Parent’s weekend at summer camp brings to light family issues in Theater J’s latest one-act play.  


Thony Mena and Chris Stinsonin in Another Way Home at Theater J (Photo by C. Stanley Photography)

There is no such thing as a perfect family and the upper class Nadelman family in Anna Ziegler’s “Another Way Home,” now at Theatre J, proves that premise – a workaholic, successful father, a smothering mother, and two children — one an angry 16-year-old boy and the other a super student daughter who is fascinated with the music of Taylor Swift.

The caldron bubbles over when the parents, played by the deservedly acclaimed Rick Foucheux and Naomi Jacobson show up at Camp Kickapoo in Maine to see their surly son, Joey, (Chris Stinson) an excessively angry teenager. Joey hates that his parents are visiting, with his mother arriving and asking if he is using sun block, showering and an array of nagging that drives him to run away.

Ziegler, who premiered this play in San Francisco in 2012, looks sympathetically at the Nadelman family. They think sending their angry son to the rustic Camp Kickapoo with other privileged kids will get him out of New York’s comfortable Upper East Side where they live and where swimming and sports will change his mood.

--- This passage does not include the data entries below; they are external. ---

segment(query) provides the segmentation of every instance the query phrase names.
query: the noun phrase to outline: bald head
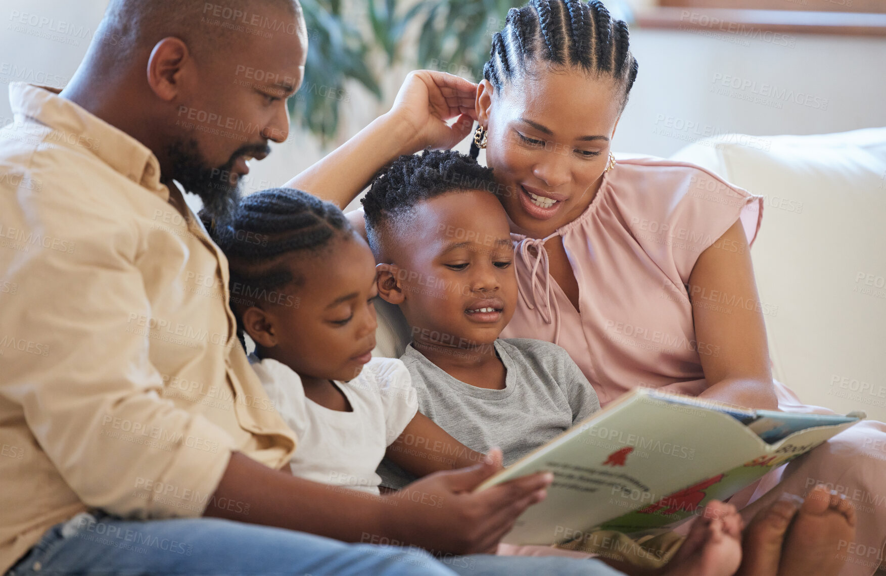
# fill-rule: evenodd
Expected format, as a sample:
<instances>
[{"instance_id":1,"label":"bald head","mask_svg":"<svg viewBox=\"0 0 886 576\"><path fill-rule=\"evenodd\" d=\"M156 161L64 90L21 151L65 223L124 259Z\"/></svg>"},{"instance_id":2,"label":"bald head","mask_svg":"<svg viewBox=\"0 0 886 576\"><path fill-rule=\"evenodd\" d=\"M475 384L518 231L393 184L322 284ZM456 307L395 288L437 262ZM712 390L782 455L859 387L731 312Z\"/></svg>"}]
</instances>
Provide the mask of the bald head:
<instances>
[{"instance_id":1,"label":"bald head","mask_svg":"<svg viewBox=\"0 0 886 576\"><path fill-rule=\"evenodd\" d=\"M298 0L111 0L97 34L105 41L90 50L106 62L131 62L136 52L150 53L175 36L195 57L227 54L251 35L298 35L300 20Z\"/></svg>"},{"instance_id":2,"label":"bald head","mask_svg":"<svg viewBox=\"0 0 886 576\"><path fill-rule=\"evenodd\" d=\"M163 182L223 218L247 160L286 139L307 53L297 0L110 0L62 96L150 148Z\"/></svg>"}]
</instances>

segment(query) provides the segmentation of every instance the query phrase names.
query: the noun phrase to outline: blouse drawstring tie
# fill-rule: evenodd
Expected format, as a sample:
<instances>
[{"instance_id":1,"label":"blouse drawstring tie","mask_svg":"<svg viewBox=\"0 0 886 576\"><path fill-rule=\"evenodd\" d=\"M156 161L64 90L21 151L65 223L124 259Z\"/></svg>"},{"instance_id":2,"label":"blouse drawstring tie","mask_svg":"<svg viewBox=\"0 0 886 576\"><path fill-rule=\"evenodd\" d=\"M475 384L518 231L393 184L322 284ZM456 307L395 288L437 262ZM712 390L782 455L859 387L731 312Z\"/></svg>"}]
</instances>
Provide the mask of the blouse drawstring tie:
<instances>
[{"instance_id":1,"label":"blouse drawstring tie","mask_svg":"<svg viewBox=\"0 0 886 576\"><path fill-rule=\"evenodd\" d=\"M523 261L523 265L529 270L528 276L525 274L517 275L517 283L519 288L520 298L530 310L536 307L539 315L546 323L554 323L554 344L559 344L560 340L560 305L556 298L551 298L550 268L548 261L548 251L545 250L545 242L557 236L558 232L554 232L544 238L524 237L517 241L515 246L517 256ZM535 248L535 255L530 252L531 248ZM541 277L539 277L539 269ZM543 294L543 300L540 297ZM552 304L553 302L553 304Z\"/></svg>"}]
</instances>

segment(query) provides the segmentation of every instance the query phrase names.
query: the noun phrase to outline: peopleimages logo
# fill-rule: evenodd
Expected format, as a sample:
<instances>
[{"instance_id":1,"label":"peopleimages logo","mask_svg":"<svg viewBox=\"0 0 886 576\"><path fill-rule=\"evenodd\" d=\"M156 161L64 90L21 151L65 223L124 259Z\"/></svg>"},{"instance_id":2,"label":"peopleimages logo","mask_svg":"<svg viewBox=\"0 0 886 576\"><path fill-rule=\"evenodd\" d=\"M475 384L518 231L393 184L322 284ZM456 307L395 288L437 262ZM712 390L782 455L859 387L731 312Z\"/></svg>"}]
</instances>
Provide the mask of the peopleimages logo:
<instances>
[{"instance_id":1,"label":"peopleimages logo","mask_svg":"<svg viewBox=\"0 0 886 576\"><path fill-rule=\"evenodd\" d=\"M781 103L789 102L815 110L828 110L828 98L821 98L812 94L780 88L766 82L758 82L756 80L748 80L739 76L716 73L714 74L713 80L711 82L713 84L711 90L722 96L731 96L744 100L751 100L758 104L766 104L766 105L779 105L773 106L776 108L781 107L780 105Z\"/></svg>"}]
</instances>

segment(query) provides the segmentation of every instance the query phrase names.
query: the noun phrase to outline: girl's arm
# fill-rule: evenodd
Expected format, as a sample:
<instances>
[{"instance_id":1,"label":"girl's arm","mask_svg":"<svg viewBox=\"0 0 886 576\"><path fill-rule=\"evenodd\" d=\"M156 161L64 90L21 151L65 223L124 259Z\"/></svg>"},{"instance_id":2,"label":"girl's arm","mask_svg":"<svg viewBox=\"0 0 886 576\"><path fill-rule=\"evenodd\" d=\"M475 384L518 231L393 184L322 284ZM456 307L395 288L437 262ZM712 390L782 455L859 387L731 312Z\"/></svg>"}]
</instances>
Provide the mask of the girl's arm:
<instances>
[{"instance_id":1,"label":"girl's arm","mask_svg":"<svg viewBox=\"0 0 886 576\"><path fill-rule=\"evenodd\" d=\"M385 455L416 476L473 466L486 458L485 455L471 450L450 436L421 412L416 412Z\"/></svg>"},{"instance_id":2,"label":"girl's arm","mask_svg":"<svg viewBox=\"0 0 886 576\"><path fill-rule=\"evenodd\" d=\"M454 74L410 72L390 112L285 185L344 209L376 173L400 154L451 148L461 142L477 119L476 92L477 84ZM456 117L451 126L447 123Z\"/></svg>"},{"instance_id":3,"label":"girl's arm","mask_svg":"<svg viewBox=\"0 0 886 576\"><path fill-rule=\"evenodd\" d=\"M698 257L689 275L689 300L708 381L700 396L777 409L763 306L741 222Z\"/></svg>"}]
</instances>

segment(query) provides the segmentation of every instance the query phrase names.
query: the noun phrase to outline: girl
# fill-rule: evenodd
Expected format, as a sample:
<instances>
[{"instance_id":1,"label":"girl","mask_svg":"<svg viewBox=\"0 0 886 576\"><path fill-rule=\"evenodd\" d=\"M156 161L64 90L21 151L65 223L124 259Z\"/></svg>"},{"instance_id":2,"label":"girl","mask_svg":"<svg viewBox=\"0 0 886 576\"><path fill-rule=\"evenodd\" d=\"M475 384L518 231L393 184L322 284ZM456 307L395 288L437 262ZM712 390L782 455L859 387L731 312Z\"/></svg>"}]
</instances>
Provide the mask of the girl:
<instances>
[{"instance_id":1,"label":"girl","mask_svg":"<svg viewBox=\"0 0 886 576\"><path fill-rule=\"evenodd\" d=\"M626 25L602 3L533 0L512 9L494 35L473 110L467 87L436 109L439 118L478 121L475 143L486 150L517 235L520 301L502 335L566 348L602 404L646 385L753 408L820 409L772 378L750 258L760 198L697 167L611 155L637 69ZM422 79L414 75L398 98L424 94ZM400 140L420 132L412 126L423 125L404 126ZM395 157L374 161L392 145L379 141L400 141L383 136L370 126L293 183L347 204ZM335 167L343 162L359 169L342 177ZM818 482L874 502L886 487L886 459L873 450L883 439L886 425L861 423L732 502L757 500L750 517ZM858 511L859 549L882 550L886 508ZM876 568L866 557L851 559L843 576Z\"/></svg>"},{"instance_id":2,"label":"girl","mask_svg":"<svg viewBox=\"0 0 886 576\"><path fill-rule=\"evenodd\" d=\"M338 208L297 190L264 191L244 198L230 222L214 230L214 239L229 260L241 341L245 333L255 341L253 368L297 433L293 474L377 494L376 469L385 455L416 476L484 458L416 411L402 362L372 358L375 259ZM398 497L428 494L406 486L386 497L396 505ZM442 505L426 503L431 514ZM824 508L822 514L843 514L835 505ZM804 522L817 519L803 516ZM733 574L741 526L734 507L710 503L661 573ZM606 572L587 559L521 560L538 563L546 573L564 566Z\"/></svg>"},{"instance_id":3,"label":"girl","mask_svg":"<svg viewBox=\"0 0 886 576\"><path fill-rule=\"evenodd\" d=\"M375 261L340 210L264 191L214 236L237 332L255 342L253 367L298 436L293 474L377 494L385 454L417 476L484 459L417 412L401 362L372 358Z\"/></svg>"}]
</instances>

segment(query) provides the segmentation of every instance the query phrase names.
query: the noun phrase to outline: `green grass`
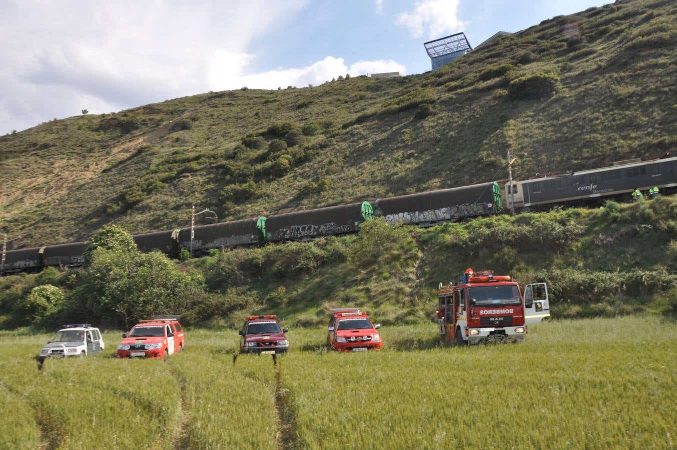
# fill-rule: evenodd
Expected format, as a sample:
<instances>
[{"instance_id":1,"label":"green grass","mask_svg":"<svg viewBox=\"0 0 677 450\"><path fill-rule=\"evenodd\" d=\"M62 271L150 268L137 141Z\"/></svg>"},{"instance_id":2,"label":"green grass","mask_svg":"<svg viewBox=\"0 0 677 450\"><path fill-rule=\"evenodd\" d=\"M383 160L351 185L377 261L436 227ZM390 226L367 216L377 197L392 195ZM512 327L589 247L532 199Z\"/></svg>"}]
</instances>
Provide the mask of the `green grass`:
<instances>
[{"instance_id":1,"label":"green grass","mask_svg":"<svg viewBox=\"0 0 677 450\"><path fill-rule=\"evenodd\" d=\"M671 448L677 325L559 321L523 344L457 347L434 324L384 327L384 350L337 354L292 329L278 358L234 331L187 329L162 361L33 356L49 338L0 333L3 448Z\"/></svg>"},{"instance_id":2,"label":"green grass","mask_svg":"<svg viewBox=\"0 0 677 450\"><path fill-rule=\"evenodd\" d=\"M634 0L544 20L420 75L51 121L0 137L0 229L47 245L109 222L188 226L193 204L227 220L462 186L505 178L508 149L518 178L663 154L676 142L676 16L673 2ZM511 81L539 73L561 88L510 100ZM303 133L288 136L289 124ZM253 136L263 148L242 145ZM274 139L294 145L269 152Z\"/></svg>"}]
</instances>

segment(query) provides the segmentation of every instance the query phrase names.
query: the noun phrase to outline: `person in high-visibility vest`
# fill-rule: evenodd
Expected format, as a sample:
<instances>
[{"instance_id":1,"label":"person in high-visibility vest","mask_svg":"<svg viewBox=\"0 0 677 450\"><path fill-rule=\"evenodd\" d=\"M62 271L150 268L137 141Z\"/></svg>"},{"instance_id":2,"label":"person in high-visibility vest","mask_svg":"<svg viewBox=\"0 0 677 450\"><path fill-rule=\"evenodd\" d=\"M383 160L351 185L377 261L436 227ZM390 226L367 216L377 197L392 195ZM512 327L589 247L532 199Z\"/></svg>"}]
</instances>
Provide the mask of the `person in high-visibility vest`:
<instances>
[{"instance_id":1,"label":"person in high-visibility vest","mask_svg":"<svg viewBox=\"0 0 677 450\"><path fill-rule=\"evenodd\" d=\"M649 198L653 199L653 197L658 195L658 186L655 186L649 190Z\"/></svg>"}]
</instances>

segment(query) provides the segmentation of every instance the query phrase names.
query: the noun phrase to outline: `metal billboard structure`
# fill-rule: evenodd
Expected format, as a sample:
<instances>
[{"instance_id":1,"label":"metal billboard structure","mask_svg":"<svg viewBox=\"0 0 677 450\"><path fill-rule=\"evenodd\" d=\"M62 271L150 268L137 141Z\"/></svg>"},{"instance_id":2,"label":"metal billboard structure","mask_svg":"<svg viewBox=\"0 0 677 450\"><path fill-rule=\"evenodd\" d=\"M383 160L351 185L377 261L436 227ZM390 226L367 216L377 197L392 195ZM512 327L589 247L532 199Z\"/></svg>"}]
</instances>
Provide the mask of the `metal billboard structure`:
<instances>
[{"instance_id":1,"label":"metal billboard structure","mask_svg":"<svg viewBox=\"0 0 677 450\"><path fill-rule=\"evenodd\" d=\"M439 39L429 41L424 43L423 45L428 52L428 56L430 56L433 70L473 51L473 47L468 42L468 39L462 31Z\"/></svg>"}]
</instances>

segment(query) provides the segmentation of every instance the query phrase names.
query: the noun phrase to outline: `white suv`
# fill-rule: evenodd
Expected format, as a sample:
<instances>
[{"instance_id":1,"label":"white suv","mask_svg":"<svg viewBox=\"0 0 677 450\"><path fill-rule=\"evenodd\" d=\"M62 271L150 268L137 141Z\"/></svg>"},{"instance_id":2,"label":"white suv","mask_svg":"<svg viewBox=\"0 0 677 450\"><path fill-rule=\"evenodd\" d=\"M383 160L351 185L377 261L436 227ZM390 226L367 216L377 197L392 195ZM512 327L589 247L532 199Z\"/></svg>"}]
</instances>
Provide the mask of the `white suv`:
<instances>
[{"instance_id":1,"label":"white suv","mask_svg":"<svg viewBox=\"0 0 677 450\"><path fill-rule=\"evenodd\" d=\"M50 357L85 357L102 352L105 348L98 328L93 328L89 323L64 325L40 350L38 361L42 362Z\"/></svg>"}]
</instances>

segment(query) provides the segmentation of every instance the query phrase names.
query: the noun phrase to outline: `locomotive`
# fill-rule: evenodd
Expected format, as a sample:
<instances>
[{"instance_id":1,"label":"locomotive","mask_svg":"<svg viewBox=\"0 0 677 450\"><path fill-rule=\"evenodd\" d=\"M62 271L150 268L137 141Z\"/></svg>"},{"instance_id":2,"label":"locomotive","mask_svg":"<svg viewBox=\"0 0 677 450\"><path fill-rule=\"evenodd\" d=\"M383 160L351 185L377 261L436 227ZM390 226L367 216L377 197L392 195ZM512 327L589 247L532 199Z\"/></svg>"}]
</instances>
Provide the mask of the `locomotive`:
<instances>
[{"instance_id":1,"label":"locomotive","mask_svg":"<svg viewBox=\"0 0 677 450\"><path fill-rule=\"evenodd\" d=\"M383 217L397 222L431 226L437 223L499 213L504 203L517 211L554 205L588 205L609 199L629 198L636 188L657 186L677 190L677 157L634 159L613 166L565 174L549 173L523 181L497 182L364 201L267 217L252 218L194 227L134 234L141 251L160 250L175 256L182 249L204 254L212 249L307 241L359 231L362 222ZM504 192L504 196L502 194ZM506 209L508 209L506 208ZM40 270L47 266L82 264L86 242L35 247L6 252L3 273Z\"/></svg>"}]
</instances>

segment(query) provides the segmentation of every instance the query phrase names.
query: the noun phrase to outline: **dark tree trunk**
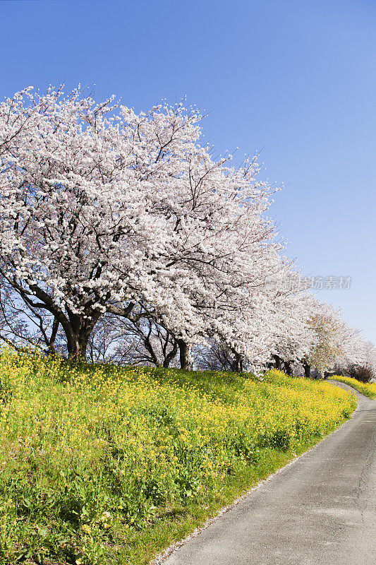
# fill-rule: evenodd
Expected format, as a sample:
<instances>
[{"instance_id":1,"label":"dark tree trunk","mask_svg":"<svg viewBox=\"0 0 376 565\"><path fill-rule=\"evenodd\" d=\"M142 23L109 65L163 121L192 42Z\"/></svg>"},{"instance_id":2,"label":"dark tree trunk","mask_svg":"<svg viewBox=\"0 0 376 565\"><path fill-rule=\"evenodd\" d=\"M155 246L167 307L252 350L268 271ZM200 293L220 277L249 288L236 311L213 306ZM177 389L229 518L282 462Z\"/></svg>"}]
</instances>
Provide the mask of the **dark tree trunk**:
<instances>
[{"instance_id":1,"label":"dark tree trunk","mask_svg":"<svg viewBox=\"0 0 376 565\"><path fill-rule=\"evenodd\" d=\"M167 355L166 355L164 357L164 359L163 361L164 367L166 368L169 367L171 362L172 361L173 359L175 358L177 352L178 352L178 343L176 341L174 341L172 350L170 351L169 353L167 353Z\"/></svg>"},{"instance_id":2,"label":"dark tree trunk","mask_svg":"<svg viewBox=\"0 0 376 565\"><path fill-rule=\"evenodd\" d=\"M185 371L190 371L192 367L189 358L189 345L184 340L178 340L180 353L180 367Z\"/></svg>"},{"instance_id":3,"label":"dark tree trunk","mask_svg":"<svg viewBox=\"0 0 376 565\"><path fill-rule=\"evenodd\" d=\"M85 360L89 338L100 316L99 312L92 313L91 317L68 312L69 323L62 323L66 336L68 359L77 362Z\"/></svg>"},{"instance_id":4,"label":"dark tree trunk","mask_svg":"<svg viewBox=\"0 0 376 565\"><path fill-rule=\"evenodd\" d=\"M243 359L240 353L232 350L234 353L234 361L232 363L232 370L235 373L243 373Z\"/></svg>"},{"instance_id":5,"label":"dark tree trunk","mask_svg":"<svg viewBox=\"0 0 376 565\"><path fill-rule=\"evenodd\" d=\"M279 371L281 371L282 369L282 359L279 355L273 355L273 359L274 359L274 369L277 369Z\"/></svg>"},{"instance_id":6,"label":"dark tree trunk","mask_svg":"<svg viewBox=\"0 0 376 565\"><path fill-rule=\"evenodd\" d=\"M293 374L293 363L292 361L285 361L284 362L284 370L286 374L289 375L290 376L292 376Z\"/></svg>"},{"instance_id":7,"label":"dark tree trunk","mask_svg":"<svg viewBox=\"0 0 376 565\"><path fill-rule=\"evenodd\" d=\"M307 379L310 379L310 365L309 365L306 361L303 361L302 362L303 367L304 369L304 376L307 377Z\"/></svg>"}]
</instances>

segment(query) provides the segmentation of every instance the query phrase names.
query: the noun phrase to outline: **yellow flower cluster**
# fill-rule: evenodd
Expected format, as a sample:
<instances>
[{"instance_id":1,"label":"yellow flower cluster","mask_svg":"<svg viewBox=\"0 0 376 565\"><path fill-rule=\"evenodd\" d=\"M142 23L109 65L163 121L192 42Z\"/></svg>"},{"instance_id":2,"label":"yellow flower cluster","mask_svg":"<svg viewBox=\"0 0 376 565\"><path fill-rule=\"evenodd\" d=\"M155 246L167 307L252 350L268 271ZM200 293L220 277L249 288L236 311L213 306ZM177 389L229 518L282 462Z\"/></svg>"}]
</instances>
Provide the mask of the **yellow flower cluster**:
<instances>
[{"instance_id":1,"label":"yellow flower cluster","mask_svg":"<svg viewBox=\"0 0 376 565\"><path fill-rule=\"evenodd\" d=\"M4 350L0 536L13 520L26 528L54 516L59 535L66 528L66 552L78 535L87 545L88 537L94 544L116 528L142 528L161 509L203 500L270 450L322 436L354 407L353 395L339 388L278 371L260 381L250 374L74 365ZM13 531L18 544L28 537L27 529Z\"/></svg>"}]
</instances>

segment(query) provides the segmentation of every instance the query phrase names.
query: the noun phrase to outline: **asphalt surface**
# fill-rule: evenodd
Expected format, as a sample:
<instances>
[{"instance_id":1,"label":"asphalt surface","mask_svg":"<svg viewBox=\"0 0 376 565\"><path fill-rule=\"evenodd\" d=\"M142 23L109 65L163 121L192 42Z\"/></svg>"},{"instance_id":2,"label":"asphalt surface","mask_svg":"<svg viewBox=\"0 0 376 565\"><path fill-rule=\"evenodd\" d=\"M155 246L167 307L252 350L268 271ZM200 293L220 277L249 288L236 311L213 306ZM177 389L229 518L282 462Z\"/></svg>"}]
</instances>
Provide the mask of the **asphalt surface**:
<instances>
[{"instance_id":1,"label":"asphalt surface","mask_svg":"<svg viewBox=\"0 0 376 565\"><path fill-rule=\"evenodd\" d=\"M376 400L188 541L165 565L375 565Z\"/></svg>"}]
</instances>

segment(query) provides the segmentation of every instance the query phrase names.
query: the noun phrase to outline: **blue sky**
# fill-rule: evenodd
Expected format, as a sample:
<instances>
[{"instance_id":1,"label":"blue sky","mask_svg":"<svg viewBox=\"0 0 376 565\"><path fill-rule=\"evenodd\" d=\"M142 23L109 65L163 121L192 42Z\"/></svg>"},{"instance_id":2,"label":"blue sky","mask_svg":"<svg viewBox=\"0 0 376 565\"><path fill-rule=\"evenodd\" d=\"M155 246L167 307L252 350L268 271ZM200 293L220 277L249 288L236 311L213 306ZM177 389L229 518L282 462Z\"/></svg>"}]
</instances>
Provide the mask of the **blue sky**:
<instances>
[{"instance_id":1,"label":"blue sky","mask_svg":"<svg viewBox=\"0 0 376 565\"><path fill-rule=\"evenodd\" d=\"M376 4L372 0L0 0L0 97L95 85L137 110L207 112L218 152L261 150L270 214L320 296L376 342Z\"/></svg>"}]
</instances>

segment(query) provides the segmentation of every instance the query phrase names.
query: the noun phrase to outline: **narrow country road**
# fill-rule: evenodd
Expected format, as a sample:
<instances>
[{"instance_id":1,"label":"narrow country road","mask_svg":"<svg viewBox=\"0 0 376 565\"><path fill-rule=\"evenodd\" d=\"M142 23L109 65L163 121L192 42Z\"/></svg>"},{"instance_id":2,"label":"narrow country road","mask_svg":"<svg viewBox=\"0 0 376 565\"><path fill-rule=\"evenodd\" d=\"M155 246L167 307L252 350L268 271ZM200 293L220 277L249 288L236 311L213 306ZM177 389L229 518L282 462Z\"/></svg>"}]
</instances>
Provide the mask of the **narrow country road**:
<instances>
[{"instance_id":1,"label":"narrow country road","mask_svg":"<svg viewBox=\"0 0 376 565\"><path fill-rule=\"evenodd\" d=\"M351 420L165 565L375 565L376 400L356 396Z\"/></svg>"}]
</instances>

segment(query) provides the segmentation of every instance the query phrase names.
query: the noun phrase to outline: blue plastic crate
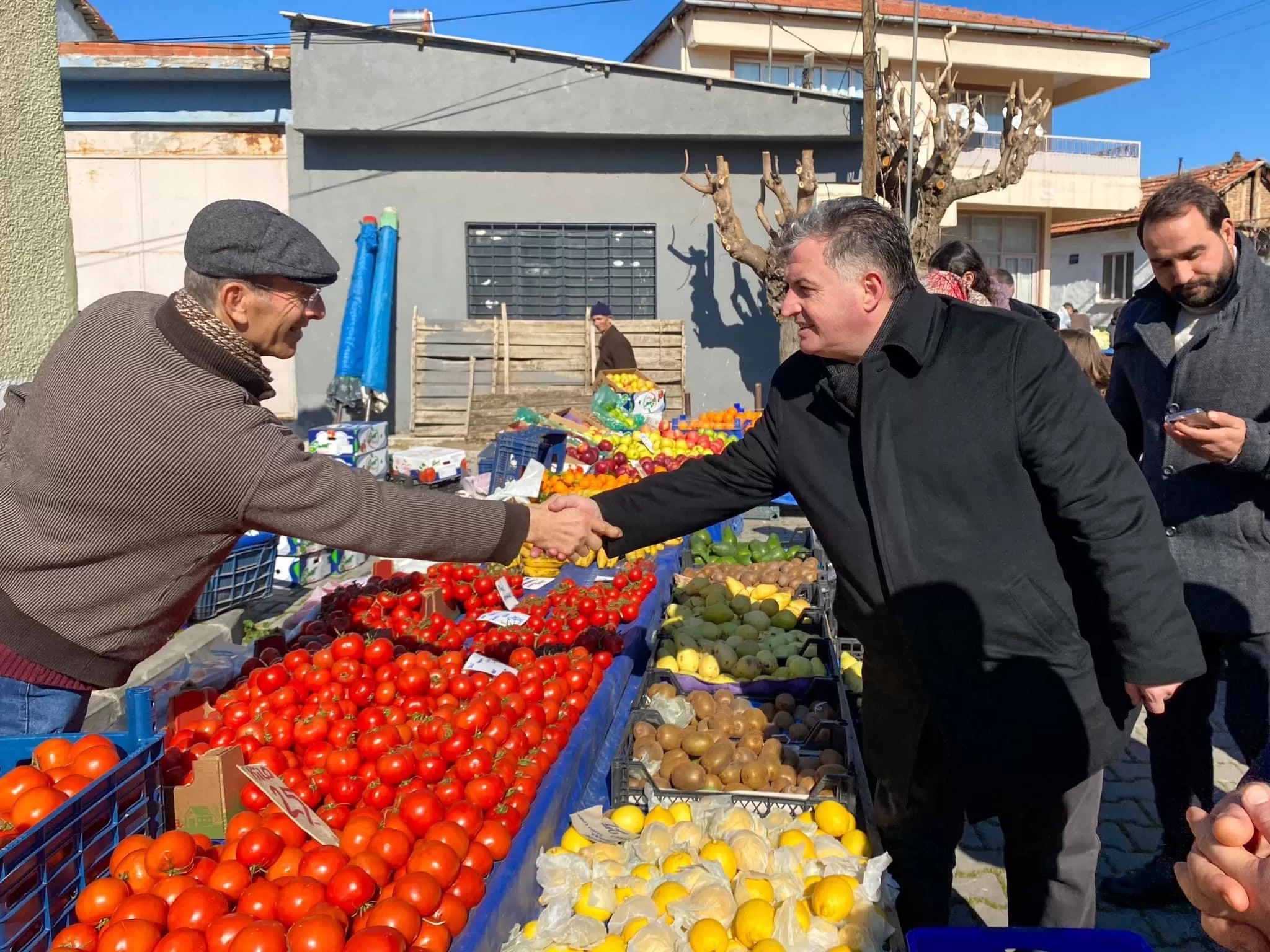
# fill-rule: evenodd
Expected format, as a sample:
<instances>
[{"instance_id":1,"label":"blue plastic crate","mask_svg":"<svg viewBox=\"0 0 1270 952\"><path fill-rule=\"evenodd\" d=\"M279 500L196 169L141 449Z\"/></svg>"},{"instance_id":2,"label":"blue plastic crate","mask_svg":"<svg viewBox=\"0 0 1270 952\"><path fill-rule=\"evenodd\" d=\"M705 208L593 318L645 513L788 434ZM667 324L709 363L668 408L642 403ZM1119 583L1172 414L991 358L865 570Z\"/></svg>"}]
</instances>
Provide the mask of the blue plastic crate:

Sleepaway summer camp is tradition in some social circles where the parents tell their children outdoors activities will be fun and develop character, while many of the children, however, know it is an opportunity for the parents to get them out of the house for a few weeks, especially providing a respite from a difficult son like Joey.

For the Nadelmans, driving up for a parents weekend visit brings the disarray of their family into a focus they had no intention of facing. But when Joey, a name his mother doesn’t want to accept, explodes in rage and runs off for a day and a night, his parents are forced to confront their problems. Once madly in love with each other, they have drifted with Philip the father work-obsessed, and his wife, Lillian, who was once a creative photographer, succumbing into the thankless role of a overprotective, nagging mother.

There is also Joey’s sister Nora, (Shayna Blass) who has stayed behind in New York. She is brainy and is the child anchor for her parents who, with Joey’s running off into the woods, begin angrily bickering with each other. Ziegler has been careful to project that the Nadelmans don’t hate each other but are caught up in uncontrollable forces that are polarizing them.

One other character in “Another Way Home” is Mike, portrayed by Thony Mena as a senior camp counselor, a young black man who seems to understand Joey and secretly envies the family he doesn’t have. He grew up on the other side of the lake from the camp of privileged kids and had wanted to be part of their summer activities.

Shirley Serotsky’s careful direction of the short one-act play in which there is no easily resolvable conclusion, understands the Nadelmans, people who love each other but are caught up in more normal pressures of upper, middle class life. Looking at them as a family that has it all is a misconception since no family can achieve whatever the perception of perfect is.

“Another Way Home” runs through July 17 at Theater J.